L’autrice n’a que 26 ans mais a déjà pu exposer son talent. Elle se fait d’abord connaître grâce à son blog BD, Commando culotte, dès 2011, et se fait ensuite publier. En 2016, sort la BD Commando culotte, dans laquelle elle décrypte le sexisme dans la pop culture (par le biais d’analyses de séries et de films).

« L’important, c’est de comprendre ce qu’on voit, d’y réfléchir »

À l’aide de trois petits personnages qui abordent divers sujets – l’écriture inclusive, le féminisme intersectionnel, le consentement, etc. –, l’autrice donne les outils aux enfants et aux préadolescents pour réfléchir et comprendre notre monde. Elle fournit les armes pour ne pas rentrer dans des schémas figés où les inégalités entre hommes et femmes se reproduisent. Pourquoi les hommes doivent être forts et les femmes ne s’intéresser qu’à l’amour ? Eh bien uniquement parce qu’on nous l’apprend.

L’autrice explique d’abord en quoi les représentations (proposées à la télé, dans les livres, dans les pubs, dans les jeux vidéo, dans les films, dans les séries, dans les journaux, etc.) sont importantes dans la construction progressive d’un monde stéréotypé et déséquilibré. Les petites filles développent notamment de gros complexes par rapport à leur image et par rapport à ce qu’elles sont capables de faire ou non.

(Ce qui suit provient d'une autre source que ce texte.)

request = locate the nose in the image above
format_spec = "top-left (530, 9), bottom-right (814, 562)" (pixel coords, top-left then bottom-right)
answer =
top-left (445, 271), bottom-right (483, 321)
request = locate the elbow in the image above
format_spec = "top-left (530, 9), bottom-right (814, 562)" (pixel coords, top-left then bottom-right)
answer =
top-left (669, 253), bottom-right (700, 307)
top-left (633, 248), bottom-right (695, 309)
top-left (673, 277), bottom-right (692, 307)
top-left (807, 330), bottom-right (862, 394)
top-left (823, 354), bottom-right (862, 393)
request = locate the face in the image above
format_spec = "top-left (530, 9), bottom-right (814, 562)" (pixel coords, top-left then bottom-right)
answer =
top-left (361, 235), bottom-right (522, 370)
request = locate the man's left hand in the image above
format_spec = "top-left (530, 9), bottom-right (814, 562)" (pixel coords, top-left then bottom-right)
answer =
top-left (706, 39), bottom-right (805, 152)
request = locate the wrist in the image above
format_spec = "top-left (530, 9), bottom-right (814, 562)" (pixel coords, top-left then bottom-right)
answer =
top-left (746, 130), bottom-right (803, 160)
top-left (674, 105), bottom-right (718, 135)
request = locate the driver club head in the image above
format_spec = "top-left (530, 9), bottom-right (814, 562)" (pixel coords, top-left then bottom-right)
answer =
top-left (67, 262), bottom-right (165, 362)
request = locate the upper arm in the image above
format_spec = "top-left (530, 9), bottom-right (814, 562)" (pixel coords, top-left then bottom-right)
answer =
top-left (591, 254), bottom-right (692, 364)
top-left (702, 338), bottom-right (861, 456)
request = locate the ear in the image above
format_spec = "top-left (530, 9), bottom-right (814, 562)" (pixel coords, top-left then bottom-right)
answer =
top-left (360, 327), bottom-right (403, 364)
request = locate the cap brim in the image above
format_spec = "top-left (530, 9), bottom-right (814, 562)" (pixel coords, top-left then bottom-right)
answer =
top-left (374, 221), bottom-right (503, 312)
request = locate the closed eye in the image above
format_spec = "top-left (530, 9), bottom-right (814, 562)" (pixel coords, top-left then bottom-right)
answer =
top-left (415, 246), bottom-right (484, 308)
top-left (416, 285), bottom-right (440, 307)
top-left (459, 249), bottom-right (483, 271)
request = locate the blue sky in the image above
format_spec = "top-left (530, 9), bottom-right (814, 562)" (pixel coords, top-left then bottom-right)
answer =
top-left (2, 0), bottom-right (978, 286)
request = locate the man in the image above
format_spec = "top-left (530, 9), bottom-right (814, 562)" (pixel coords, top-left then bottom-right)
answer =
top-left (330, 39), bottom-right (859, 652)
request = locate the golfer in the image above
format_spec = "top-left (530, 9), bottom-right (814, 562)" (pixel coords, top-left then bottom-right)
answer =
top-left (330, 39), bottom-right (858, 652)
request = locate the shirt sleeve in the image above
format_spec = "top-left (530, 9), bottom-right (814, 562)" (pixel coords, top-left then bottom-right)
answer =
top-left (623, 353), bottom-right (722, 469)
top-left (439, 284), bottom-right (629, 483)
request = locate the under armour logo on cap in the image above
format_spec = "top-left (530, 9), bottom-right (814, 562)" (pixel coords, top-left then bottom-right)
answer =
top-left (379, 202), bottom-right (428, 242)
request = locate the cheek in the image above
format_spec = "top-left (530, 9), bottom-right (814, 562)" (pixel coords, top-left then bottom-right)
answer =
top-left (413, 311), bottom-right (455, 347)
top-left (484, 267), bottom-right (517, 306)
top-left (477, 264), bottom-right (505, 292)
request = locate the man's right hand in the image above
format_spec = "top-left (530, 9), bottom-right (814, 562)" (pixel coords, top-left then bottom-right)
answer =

Mirion Malle s’appuie sur des exemples concrets pour décrypter les œuvres, et notamment sur le test de Bechdel. Pour réussir ce test qui a pour but de dénoncer l’invisibilisation des femmes, il faut qu’il y ait dans le film au moins deux personnages féminins qui aient un nom, deux personnages féminins qui se parlent, mais d’autre chose que d’un homme. Le but n’est pas de refuser en bloc toutes les créations qui ne respectent cela mais plutôt de se forger un esprit critique, ne plus être dupes.

Dans les relations amoureuses, on retrouve aussi beaucoup de canevas, vus et lus dans des histoires, et ensuite reproduits. « D’un côté, on a les personnages de filles qui ne pensent qu’à l’amour. De l’autre, des personnages de gars qui ont mille autres intérêts… » La BD fait en cela penser à celle de Liv Strömquist, Les Sentiments du Prince Charles, mais dans une version édulcorée et accessible pour les plus jeunes. On avait déjà aimé aussi, dans la même lignée, un petit manuel à l’usage des ados, Beyoncé est-elle féministe ? On pense également au livre de Mona Chollet, Sorcières, qui abordait, comme dans cette BD, le jeunisme ambiant, dans le chapitre « L’Ivresse des cimes ».

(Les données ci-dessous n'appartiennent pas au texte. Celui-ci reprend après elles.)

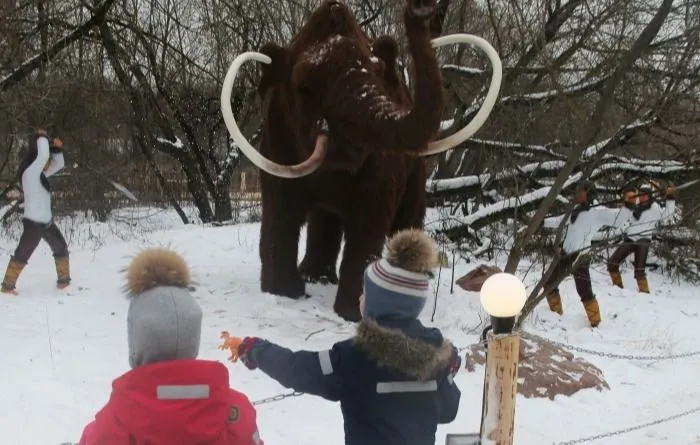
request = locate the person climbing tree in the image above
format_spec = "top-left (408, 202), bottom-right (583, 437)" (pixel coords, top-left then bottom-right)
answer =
top-left (1, 129), bottom-right (70, 294)
top-left (607, 182), bottom-right (676, 293)
top-left (543, 181), bottom-right (630, 328)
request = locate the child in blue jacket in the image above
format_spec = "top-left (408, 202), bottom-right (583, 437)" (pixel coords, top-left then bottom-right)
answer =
top-left (233, 229), bottom-right (462, 445)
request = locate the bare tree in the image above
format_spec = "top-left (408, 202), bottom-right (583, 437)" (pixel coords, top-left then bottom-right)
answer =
top-left (420, 0), bottom-right (698, 323)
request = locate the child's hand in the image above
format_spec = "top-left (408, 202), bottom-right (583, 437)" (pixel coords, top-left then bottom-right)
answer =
top-left (219, 331), bottom-right (243, 363)
top-left (237, 337), bottom-right (262, 370)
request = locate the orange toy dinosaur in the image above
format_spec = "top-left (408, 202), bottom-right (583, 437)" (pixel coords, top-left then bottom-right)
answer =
top-left (219, 331), bottom-right (242, 363)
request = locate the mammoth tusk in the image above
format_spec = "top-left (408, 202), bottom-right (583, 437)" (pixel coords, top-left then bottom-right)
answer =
top-left (418, 34), bottom-right (503, 157)
top-left (220, 51), bottom-right (327, 178)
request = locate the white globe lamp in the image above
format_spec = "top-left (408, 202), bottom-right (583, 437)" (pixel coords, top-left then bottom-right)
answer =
top-left (480, 273), bottom-right (527, 334)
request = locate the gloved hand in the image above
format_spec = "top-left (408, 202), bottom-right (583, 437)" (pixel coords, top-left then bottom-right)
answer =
top-left (238, 336), bottom-right (262, 370)
top-left (448, 346), bottom-right (461, 377)
top-left (50, 137), bottom-right (64, 154)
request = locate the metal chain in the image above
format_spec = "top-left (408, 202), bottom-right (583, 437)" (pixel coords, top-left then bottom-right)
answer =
top-left (553, 404), bottom-right (700, 444)
top-left (526, 332), bottom-right (700, 361)
top-left (252, 391), bottom-right (305, 406)
top-left (459, 338), bottom-right (488, 352)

Les grands combats du féminisme à la portée des plus jeunes

Ce livre rappelle à la fois des évidences (qui ne le sont parfois pas pour les plus jeunes) comme les bienfaits de l’entraide et de l’amitié, ce qu’est le consentement mais développe aussi des raisonnements plus complexes, sur le caractère insidieux du sexisme par exemple ou sur les notions de genre et d’identité sexuelle. On s’adresse à des filles (et à des garçons) qui vont rentrer dans l’adolescence. Le mot d’ordre est la sororité et l’accent est mis sur l’amitié. Il faut se soutenir, ne pas se tirer dans les pattes. La façon dont on doit aborder cette période difficile est cruciale.

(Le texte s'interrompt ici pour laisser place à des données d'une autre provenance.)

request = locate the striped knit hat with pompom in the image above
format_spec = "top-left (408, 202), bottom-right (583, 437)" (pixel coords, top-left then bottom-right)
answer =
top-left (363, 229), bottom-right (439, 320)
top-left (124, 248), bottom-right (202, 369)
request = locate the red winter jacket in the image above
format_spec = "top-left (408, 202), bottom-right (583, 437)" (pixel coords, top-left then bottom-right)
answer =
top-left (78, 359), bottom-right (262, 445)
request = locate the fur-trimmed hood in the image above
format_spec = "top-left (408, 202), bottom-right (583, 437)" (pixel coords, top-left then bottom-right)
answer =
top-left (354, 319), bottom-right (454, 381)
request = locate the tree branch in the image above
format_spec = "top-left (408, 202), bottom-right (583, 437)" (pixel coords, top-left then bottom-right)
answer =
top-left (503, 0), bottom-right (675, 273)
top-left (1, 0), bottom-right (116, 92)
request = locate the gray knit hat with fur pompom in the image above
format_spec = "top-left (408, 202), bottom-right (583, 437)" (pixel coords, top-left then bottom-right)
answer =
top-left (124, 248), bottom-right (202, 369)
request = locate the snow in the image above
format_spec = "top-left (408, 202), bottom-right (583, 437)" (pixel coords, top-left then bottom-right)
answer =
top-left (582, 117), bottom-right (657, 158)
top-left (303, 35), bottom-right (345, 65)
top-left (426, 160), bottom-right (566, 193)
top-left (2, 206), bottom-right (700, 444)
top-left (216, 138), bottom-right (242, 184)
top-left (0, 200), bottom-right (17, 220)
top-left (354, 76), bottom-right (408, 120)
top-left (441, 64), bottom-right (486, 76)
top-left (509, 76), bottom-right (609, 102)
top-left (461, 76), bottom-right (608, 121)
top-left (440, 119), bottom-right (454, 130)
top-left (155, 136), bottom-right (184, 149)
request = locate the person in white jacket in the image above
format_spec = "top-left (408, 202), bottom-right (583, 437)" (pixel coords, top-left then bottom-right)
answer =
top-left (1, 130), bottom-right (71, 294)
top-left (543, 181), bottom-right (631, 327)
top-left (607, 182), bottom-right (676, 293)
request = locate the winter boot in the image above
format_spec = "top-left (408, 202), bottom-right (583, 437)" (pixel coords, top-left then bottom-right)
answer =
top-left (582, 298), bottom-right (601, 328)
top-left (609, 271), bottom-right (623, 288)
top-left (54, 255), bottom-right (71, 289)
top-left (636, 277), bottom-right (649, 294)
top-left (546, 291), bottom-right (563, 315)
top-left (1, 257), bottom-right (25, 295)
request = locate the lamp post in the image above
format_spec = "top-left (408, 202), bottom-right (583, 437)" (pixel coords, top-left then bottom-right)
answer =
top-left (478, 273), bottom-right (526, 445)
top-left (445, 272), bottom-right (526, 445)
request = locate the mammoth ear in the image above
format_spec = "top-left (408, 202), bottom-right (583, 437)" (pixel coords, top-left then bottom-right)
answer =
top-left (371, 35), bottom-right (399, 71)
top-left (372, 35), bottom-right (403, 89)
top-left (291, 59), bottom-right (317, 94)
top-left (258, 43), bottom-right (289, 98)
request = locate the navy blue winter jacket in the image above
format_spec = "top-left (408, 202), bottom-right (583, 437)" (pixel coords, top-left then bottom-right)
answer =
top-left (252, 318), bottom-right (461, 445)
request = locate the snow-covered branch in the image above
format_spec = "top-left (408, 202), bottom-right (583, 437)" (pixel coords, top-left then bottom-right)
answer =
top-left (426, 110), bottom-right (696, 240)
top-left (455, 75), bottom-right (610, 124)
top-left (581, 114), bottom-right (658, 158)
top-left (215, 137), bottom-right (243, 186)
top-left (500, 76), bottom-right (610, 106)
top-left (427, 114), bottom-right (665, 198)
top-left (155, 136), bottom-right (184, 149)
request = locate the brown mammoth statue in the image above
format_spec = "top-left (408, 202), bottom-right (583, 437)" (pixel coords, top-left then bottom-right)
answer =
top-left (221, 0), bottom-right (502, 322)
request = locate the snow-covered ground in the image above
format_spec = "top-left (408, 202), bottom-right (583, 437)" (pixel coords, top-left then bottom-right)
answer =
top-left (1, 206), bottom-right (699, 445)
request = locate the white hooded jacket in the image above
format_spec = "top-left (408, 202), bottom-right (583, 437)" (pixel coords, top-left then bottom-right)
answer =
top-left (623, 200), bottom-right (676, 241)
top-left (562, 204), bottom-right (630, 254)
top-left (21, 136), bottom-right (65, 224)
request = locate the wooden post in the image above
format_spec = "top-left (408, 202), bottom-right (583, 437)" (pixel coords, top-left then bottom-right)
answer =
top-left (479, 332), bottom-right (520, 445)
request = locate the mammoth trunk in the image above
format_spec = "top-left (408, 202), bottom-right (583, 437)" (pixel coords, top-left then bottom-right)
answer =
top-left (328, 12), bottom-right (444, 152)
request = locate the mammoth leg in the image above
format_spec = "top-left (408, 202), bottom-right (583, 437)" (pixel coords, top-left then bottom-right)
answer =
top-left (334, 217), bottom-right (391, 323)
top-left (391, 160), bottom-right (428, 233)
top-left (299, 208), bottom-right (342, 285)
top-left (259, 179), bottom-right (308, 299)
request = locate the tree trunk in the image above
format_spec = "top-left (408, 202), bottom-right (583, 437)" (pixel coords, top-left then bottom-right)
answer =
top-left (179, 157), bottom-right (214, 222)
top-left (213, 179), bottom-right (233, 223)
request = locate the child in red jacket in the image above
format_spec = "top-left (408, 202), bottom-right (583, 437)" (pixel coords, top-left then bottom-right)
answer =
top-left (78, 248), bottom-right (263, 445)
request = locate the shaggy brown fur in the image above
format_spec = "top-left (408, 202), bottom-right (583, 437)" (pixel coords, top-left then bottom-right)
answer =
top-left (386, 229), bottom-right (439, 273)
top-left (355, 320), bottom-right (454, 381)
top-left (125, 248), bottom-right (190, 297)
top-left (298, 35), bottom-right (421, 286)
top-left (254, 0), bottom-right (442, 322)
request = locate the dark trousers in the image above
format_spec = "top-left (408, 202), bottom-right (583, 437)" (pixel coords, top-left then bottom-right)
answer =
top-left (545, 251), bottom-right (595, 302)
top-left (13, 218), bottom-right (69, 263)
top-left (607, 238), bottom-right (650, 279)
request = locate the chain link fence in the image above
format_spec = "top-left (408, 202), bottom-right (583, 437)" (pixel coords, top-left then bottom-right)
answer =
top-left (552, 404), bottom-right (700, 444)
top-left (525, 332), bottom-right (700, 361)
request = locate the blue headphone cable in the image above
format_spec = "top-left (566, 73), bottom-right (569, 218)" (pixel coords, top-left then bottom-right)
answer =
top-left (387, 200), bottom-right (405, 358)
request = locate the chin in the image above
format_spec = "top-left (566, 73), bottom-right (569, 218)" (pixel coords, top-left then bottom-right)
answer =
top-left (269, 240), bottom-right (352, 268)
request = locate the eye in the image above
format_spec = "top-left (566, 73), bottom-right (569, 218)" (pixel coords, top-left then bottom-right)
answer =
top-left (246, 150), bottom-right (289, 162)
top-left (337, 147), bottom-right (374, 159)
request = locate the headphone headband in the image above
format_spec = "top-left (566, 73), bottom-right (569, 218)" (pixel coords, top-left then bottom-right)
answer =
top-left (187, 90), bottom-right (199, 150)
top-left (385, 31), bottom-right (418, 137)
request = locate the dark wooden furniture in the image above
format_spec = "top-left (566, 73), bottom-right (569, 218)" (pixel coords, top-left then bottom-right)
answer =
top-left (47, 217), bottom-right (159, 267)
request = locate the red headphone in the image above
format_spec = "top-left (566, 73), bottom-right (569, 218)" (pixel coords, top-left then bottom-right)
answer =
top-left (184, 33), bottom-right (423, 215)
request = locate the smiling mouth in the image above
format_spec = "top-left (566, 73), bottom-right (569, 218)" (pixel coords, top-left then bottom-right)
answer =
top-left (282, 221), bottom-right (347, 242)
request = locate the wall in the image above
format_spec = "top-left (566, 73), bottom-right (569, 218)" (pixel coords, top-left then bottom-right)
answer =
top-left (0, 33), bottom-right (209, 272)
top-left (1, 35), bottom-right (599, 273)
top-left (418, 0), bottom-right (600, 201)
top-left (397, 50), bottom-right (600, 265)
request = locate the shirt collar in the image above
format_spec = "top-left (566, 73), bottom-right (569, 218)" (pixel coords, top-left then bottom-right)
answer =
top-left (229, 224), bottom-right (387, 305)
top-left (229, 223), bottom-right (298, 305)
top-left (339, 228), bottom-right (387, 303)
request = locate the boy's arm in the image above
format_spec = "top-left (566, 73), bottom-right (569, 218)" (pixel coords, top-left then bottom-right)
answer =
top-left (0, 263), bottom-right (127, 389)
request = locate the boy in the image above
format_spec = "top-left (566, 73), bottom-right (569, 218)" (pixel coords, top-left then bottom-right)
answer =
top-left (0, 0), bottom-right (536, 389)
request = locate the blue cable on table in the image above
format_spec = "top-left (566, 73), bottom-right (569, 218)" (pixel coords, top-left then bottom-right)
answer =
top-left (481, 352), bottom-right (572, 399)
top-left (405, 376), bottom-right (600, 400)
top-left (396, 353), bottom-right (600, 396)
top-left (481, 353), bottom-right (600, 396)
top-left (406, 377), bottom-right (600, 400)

Mirion Malle fait la part belle à la diversité. On voit toute sorte de physiques et de profils dans l’ouvrage. Le féminisme intersectionnel, trop souvent délaissé par le passé, est ici bien mis en avant. « Les oppressions ne s’ajoutent pas seulement les unes aux autres, elles se mélangent pour créer de nouvelles formes de domination ». Exemple, une femme noire peut malheureusement entendre un homme lui dire dans la rue : « Hé ma belle lionne, ça te dirait de rugir pour moi ? » Les clichés de toutes sortes ont la vie dure. « Ça veut dire que ces formes d’oppression qui s’ajoutent et se mélangent, forment à chaque fois une nouvelle oppression à part entière. C’est comme si celles qui subissent ces oppressions devaient courir en portant un sac à dos qui les empêche de courir, mais qui n’a ni la même forme ni le même poids selon les personnes. » Les comparaisons sont compréhensibles et simples, même pour le jeune lectorat.

Engagé, documenté et plaisant, cet album unique est à mettre entre les mains de tous les enfants à partir de 8 ans, mais aussi pourquoi pas entre celles de votre vieil oncle sexiste.